Pulang ke Wae Rebo
Mei 12, 2014Prosesi Wae Lu'u untuk mengangkat tamu Wae Rebo menjadi anak dan keluarga Wae Rebo. |
Hadir kedua kalinya ke Wae Rebo, saya tidak dianggap lagi sebagai
wisatawan yang berkunjung ke kampung yang menjadi jantung tradisi etnis
Manggarai. Kehadiran saya kali ini dianggap sebagai sebuah kepulangan. Saya
dianggap sebagai seorang anak Wae Rebo yang pulang ke kampung halamannya.

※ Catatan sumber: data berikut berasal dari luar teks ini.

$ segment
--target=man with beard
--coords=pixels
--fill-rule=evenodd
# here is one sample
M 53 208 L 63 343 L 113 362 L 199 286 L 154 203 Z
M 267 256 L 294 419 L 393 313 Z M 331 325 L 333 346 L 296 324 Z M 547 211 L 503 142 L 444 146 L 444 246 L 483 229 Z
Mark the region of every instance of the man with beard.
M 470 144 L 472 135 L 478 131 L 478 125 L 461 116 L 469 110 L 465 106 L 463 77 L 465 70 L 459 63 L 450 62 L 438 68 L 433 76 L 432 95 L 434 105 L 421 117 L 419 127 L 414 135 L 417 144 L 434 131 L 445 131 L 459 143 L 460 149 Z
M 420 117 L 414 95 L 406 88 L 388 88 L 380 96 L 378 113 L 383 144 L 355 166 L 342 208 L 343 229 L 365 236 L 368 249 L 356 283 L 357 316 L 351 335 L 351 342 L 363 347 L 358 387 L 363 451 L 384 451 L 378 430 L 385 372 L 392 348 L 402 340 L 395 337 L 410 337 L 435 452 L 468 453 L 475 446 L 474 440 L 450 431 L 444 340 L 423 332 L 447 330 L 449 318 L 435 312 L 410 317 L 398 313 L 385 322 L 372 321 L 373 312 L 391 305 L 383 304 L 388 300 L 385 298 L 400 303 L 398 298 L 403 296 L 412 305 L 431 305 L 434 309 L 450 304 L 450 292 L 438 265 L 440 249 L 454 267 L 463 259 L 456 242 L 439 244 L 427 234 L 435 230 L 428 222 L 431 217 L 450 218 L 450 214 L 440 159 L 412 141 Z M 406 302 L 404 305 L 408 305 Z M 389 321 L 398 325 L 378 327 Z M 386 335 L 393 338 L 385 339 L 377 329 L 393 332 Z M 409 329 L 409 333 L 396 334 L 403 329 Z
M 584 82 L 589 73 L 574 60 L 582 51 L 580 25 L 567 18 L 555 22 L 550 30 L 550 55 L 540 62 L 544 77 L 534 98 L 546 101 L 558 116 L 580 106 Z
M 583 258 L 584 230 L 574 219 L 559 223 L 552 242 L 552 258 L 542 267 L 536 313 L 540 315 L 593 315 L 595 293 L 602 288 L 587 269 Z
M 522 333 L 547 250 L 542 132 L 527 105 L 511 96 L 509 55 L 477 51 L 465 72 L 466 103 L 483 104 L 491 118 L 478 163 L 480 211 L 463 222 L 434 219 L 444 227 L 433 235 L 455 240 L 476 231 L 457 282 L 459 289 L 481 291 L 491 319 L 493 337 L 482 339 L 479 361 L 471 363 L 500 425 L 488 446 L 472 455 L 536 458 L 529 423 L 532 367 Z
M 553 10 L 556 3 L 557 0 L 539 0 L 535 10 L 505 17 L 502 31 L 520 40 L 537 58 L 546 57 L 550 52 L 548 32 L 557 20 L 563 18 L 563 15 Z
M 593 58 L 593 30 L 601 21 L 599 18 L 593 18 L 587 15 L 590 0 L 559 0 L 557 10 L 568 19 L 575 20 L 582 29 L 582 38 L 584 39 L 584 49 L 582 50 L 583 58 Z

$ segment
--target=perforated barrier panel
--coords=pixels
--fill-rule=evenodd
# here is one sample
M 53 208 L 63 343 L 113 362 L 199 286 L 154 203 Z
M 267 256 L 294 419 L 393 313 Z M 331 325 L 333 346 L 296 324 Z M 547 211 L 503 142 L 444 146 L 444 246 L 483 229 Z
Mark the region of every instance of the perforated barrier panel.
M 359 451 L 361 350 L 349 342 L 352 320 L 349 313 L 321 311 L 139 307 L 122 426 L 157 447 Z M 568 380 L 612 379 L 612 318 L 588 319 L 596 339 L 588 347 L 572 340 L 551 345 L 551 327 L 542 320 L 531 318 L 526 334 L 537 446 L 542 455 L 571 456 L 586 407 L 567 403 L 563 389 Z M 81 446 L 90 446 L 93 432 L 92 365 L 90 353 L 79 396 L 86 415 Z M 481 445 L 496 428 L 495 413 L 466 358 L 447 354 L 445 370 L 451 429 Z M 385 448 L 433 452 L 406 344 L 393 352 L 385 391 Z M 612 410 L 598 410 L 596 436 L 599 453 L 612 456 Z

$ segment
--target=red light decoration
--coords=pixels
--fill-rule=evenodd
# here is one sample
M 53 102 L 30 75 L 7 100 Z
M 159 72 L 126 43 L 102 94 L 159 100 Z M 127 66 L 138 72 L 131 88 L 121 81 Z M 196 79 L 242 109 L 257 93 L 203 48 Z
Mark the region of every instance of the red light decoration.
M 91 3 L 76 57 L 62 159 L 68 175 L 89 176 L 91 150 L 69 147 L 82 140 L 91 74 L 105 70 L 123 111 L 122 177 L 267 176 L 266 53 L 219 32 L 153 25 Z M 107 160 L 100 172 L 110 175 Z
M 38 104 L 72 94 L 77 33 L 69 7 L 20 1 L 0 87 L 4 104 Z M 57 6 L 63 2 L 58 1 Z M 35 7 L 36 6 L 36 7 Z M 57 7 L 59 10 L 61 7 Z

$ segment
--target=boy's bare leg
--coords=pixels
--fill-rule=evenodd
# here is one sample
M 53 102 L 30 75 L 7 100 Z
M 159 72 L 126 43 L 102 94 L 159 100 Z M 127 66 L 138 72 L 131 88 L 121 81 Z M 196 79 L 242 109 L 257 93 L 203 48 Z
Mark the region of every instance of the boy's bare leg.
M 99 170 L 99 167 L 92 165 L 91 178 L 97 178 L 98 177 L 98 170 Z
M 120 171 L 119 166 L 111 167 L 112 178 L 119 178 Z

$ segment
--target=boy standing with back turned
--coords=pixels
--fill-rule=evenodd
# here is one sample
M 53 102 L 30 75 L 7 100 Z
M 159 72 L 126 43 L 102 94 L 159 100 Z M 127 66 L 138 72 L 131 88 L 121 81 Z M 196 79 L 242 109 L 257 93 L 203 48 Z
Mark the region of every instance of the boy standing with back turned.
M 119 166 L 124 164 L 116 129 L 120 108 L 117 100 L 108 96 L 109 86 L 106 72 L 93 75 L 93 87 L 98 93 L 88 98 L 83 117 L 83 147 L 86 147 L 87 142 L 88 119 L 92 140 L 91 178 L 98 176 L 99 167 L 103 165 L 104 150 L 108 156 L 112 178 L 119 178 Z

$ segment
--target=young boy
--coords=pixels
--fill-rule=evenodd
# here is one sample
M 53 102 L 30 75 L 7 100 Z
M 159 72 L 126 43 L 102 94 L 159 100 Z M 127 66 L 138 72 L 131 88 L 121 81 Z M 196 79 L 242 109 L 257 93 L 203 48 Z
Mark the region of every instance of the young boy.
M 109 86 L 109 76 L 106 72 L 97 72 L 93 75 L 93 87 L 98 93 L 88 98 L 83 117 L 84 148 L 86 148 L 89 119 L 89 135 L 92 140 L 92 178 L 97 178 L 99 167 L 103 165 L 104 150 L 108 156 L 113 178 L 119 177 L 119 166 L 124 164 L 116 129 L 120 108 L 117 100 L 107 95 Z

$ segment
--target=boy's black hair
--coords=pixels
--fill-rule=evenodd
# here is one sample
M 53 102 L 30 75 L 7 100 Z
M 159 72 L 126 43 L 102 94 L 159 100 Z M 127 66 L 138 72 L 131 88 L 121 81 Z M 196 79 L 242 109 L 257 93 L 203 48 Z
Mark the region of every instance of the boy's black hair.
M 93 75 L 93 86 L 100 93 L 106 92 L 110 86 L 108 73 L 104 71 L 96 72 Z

Setiap orang yang hadir ke Wae Rebo akan diangkat menjadi anak Wae Rebo. Tak
peduli dia berasal dari suku Manggarai, orang Indonesia bahkan para turis-turis
mancanegara.
Setiap orang yang pertama kali ke
Wae Rebo, ia harus mengikuti Wae Lu’u. Wae Lu’u
adalah upacara adat agar sang tamu diterima oleh leluhur Wae Rebo. Wae Lu’u
juga merupakan upacara pengangkatan tamu menjadi anak Wae Rebo, bagian dari
keluarga besar Wae Rebo. Setiap tamu yang
datang ke Wae Rebo harus diterima secara adat. Tidak bisa seorang tamu
melakukan aktivitas di kampung Wae Rebo – misal memotret sekalipun – sebelum
menjalani Wae Lu’u.
Martinus Anggo menjadi pendamping
kami dalam upacara Wae Lu’u. Saat itu selain kami, ada tamu seorang perempuan dari Jakarta yang
hadir bebarengan kami. Dia dipandu oleh Martinus Anggo. Martinus adalah
penggiat wisata Wae Rebo yang biasa mengantarkan turis asing masuk ke Wae Rebo.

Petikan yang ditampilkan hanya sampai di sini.